Here we go again with these religious forces. The cycle begins—and the cycle knows no end.
What we need to do is translate faith into action—and the present dispensation has been sorely lacking in this.
We have prayer for a show—and the pronouncements about God bestowing upon presidents and pretenders and the oppositionists the power and authority to lead. That one is not neat—it is for the nuts.
What we need is to keep pace with the requisites of a faith that moves mountains—the faith that is not said but is acted upon, translated into action.
It is none but a faith based on the meaning of social justice. Unless the political elites and power brokers understand what this faith based on justice means, we have only one for the cabaret, for the zarzuela, for the comedia.
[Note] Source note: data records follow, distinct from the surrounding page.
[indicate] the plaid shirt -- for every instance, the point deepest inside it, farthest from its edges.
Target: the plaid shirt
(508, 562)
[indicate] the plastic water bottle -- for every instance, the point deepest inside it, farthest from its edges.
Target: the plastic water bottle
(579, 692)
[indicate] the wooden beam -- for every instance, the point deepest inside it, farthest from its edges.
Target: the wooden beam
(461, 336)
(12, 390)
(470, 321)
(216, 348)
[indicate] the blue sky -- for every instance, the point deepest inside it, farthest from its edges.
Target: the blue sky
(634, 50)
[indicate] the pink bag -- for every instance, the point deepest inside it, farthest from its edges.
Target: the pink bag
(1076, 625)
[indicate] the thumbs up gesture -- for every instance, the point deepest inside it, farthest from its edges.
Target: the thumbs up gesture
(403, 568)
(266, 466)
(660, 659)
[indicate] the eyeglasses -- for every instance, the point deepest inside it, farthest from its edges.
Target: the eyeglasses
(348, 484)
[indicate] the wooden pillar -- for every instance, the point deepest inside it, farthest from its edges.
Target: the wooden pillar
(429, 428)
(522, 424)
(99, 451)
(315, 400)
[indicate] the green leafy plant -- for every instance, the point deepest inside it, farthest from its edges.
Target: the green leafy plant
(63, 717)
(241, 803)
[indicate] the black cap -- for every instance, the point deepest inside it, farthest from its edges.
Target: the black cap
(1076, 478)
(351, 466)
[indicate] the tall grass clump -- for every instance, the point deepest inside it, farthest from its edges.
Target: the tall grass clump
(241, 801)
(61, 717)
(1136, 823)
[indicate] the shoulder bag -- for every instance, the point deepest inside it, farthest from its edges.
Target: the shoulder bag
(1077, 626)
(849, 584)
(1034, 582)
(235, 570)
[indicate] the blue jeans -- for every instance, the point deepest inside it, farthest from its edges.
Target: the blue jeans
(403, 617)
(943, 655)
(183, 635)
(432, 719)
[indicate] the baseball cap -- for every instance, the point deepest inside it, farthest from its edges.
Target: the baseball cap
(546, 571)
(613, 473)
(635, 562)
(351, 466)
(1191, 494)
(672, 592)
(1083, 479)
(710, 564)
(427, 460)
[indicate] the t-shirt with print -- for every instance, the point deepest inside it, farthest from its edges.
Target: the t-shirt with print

It is, at best, an inutile extravaganza.
We arrange the unjust political structure so that we allow a genuine participation of the people; we have translated what it takes to have faith.
We arrange the unjust economic structure so that we allow a genuine distribution of the nation’s wealth and resources; we have translated what it takes to have faith.
We arrange the unjust cultural structure so that we allow the constant formation of a committed consciousness among the masses; we have translated what it takes to have faith.